As modern black American history goes, this week qualifies as a hot one. Just this morning there were already two things to rejoice about. Attorney General Eric Holder announced real steps to shorten the drug sentences that so many people — a disproportionate number of them black — suffer from. “Too many Americans go to too many prisons for far too long and for no good law-enforcement reason,” Holder told us.
That is an eternal complaint from black advocates nationwide. It isn’t for nothing that Michelle Alexander’s The New Jim Crow, on just this subject, won the NAACP Image Award in 2011. And here, our attorney general is behind just what the book decries, even calling for more money for drug-treatment programs.
Black Power.
(MORE: Michelle Alexander on the Zimmerman Mind-Set)
Also Judge Shira Scheindlin decreed New York City’s stop-and-frisk policy is illegal. It has meant that in many New York City neighborhoods young black and Latino men have to expect to be halted on the street for no reason on a regular basis.
If I wanted to create generations of pissed-off young black men thinking that the only society they’ll ever know is an alien landscape, New York City’s stop-and-frisk policies of the past 10 years are precisely what I would come up with. Well, now a lot of those cops will have to carry around body cameras. Rookies will be paired with veterans, and the whole outfit will have an outside monitor, Peter Zimroth.
Black Power again.
Or at least so one would think. And yet in a couple of weeks, when we celebrate the 50th anniversary of the March on Washington, the general mood will be one of pessimism and head shaking. Oh, sure, we’ve made some progress. The mantra goes “We’ve come a long way, but we have a long way to go.” But we’re supposed to think that the way to go is eternally longer than the way we’ve come. But if shortening prison sentences isn’t really important, and keeping inner-city black men from feeling like they live in a police state is just window dressing too, then what is it that we are actually waiting for?
The answer, for many, is something like another March on Washington. Something dramatic. The film clips, the power of the Rev. King’s delivery, the iconography, have taught us that for black people real change has to happen at high volume, with words like march, national and transformation.
(MORE: McWhorter: Was Zimmerman Telling the Truth?)
But when King spoke, the Civil Rights Act of 1964 and the Voting Rights Act of 1965 hadn’t happened yet, and there was little sign that they were about to. The prospect of an America without legal segregation and disenfranchisement was barely imaginable to some. In that moment, civil rights was indeed dramatic.

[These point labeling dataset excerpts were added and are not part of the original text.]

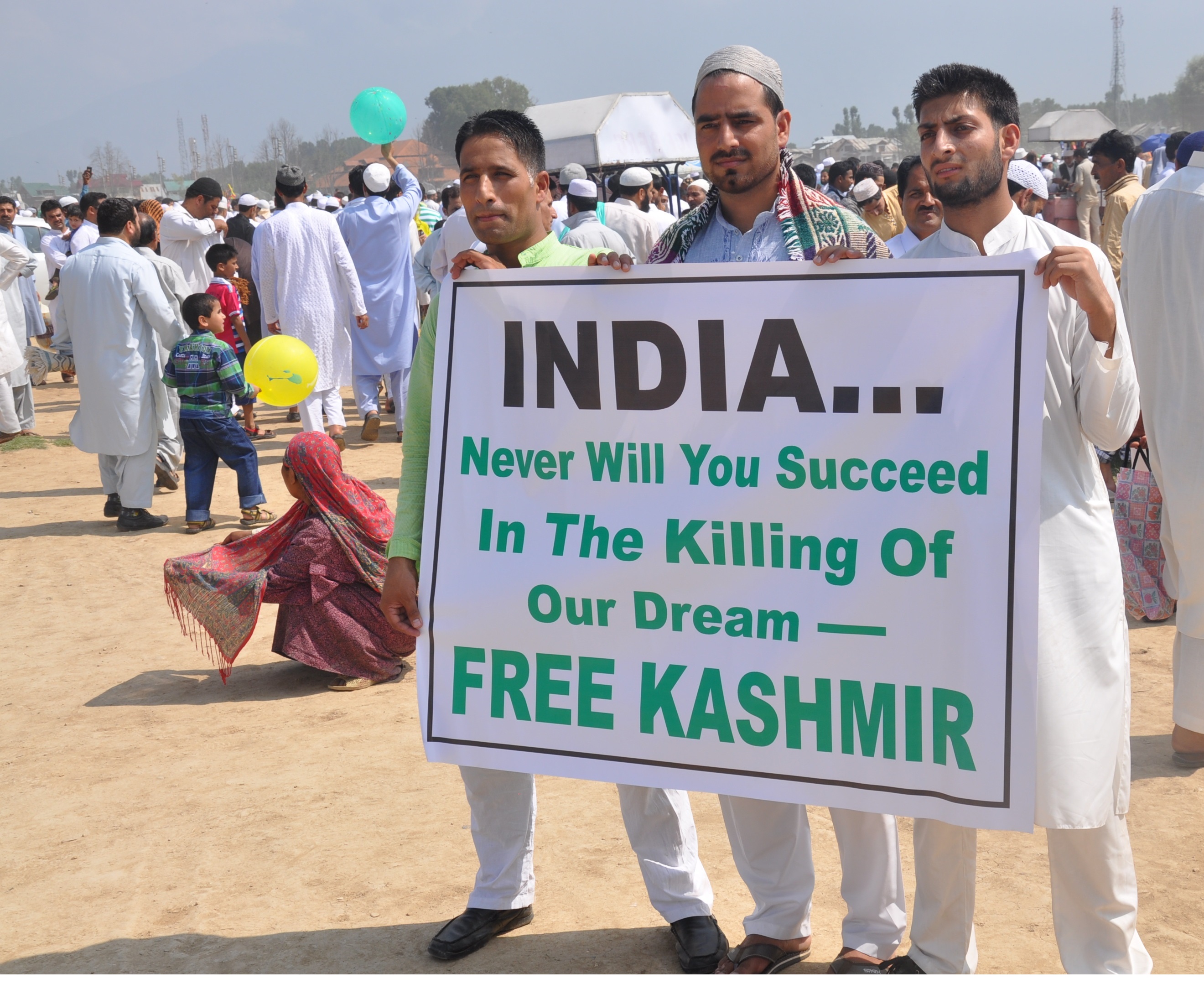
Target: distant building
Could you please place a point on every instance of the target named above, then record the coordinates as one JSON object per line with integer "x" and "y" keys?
{"x": 847, "y": 146}
{"x": 428, "y": 166}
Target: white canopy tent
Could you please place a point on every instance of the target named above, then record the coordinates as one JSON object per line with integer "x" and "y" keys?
{"x": 623, "y": 129}
{"x": 1069, "y": 125}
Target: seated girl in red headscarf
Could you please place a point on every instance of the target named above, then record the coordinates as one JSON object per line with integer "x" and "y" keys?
{"x": 323, "y": 563}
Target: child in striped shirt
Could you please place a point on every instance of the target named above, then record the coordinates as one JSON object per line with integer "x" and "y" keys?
{"x": 223, "y": 262}
{"x": 205, "y": 370}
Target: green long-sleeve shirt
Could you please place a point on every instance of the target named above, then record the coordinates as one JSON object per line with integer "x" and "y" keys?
{"x": 416, "y": 446}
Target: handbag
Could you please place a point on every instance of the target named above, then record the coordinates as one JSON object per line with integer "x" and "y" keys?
{"x": 1138, "y": 520}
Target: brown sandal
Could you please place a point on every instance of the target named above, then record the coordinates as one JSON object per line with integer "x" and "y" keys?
{"x": 252, "y": 518}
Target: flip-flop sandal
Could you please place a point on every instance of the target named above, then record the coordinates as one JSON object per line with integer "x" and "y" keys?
{"x": 260, "y": 517}
{"x": 854, "y": 967}
{"x": 358, "y": 683}
{"x": 779, "y": 958}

These days are different. America is much more diverse than it was. In 1963, television had just made black America’s plight visible in a way it hadn’t been before, but 50 years later, no one needs to be taught that too many black people are poor. And mainstream America is never going to truly, deeply “understand” racism on some sociology-class level — if that’s the “dream” anyone has, he or she needs to wake up.
Civil rights today is things like the ones that are happening right now. Besides shortening prison sentences and keeping unnecessary profiling from turning black men against productive living, the next step is freeing black America from the myth that the only way to have a decent existence and raise a family is to get a B.A.
The op-ed pages tell us this week after week. But did your cable technician, ultrasound technician, mechanic, building inspector or bail bondsman go to college? And do you get the feeling those jobs are in any danger of disappearing anytime soon? Community colleges and vocational schools are Black Power too.
And for anybody who’s thinking that what happened to Trayvon Martin means we have no reason for hope, here’s something to think about.
Winding down the war on drugs, pulling back profiling to the kind that makes sense, and teaching people who aren’t up for college how to thrive without it are all the kinds of things that will improve the fortunes of young black men just like Martin, including making encounters between people like him and cops — even self-appointed ones — rarer and rarer.
There comes a time when we can say “We’ve come a long way” — and leave it there. It’s a kind of, yes, Black Power to admit it’s O.K.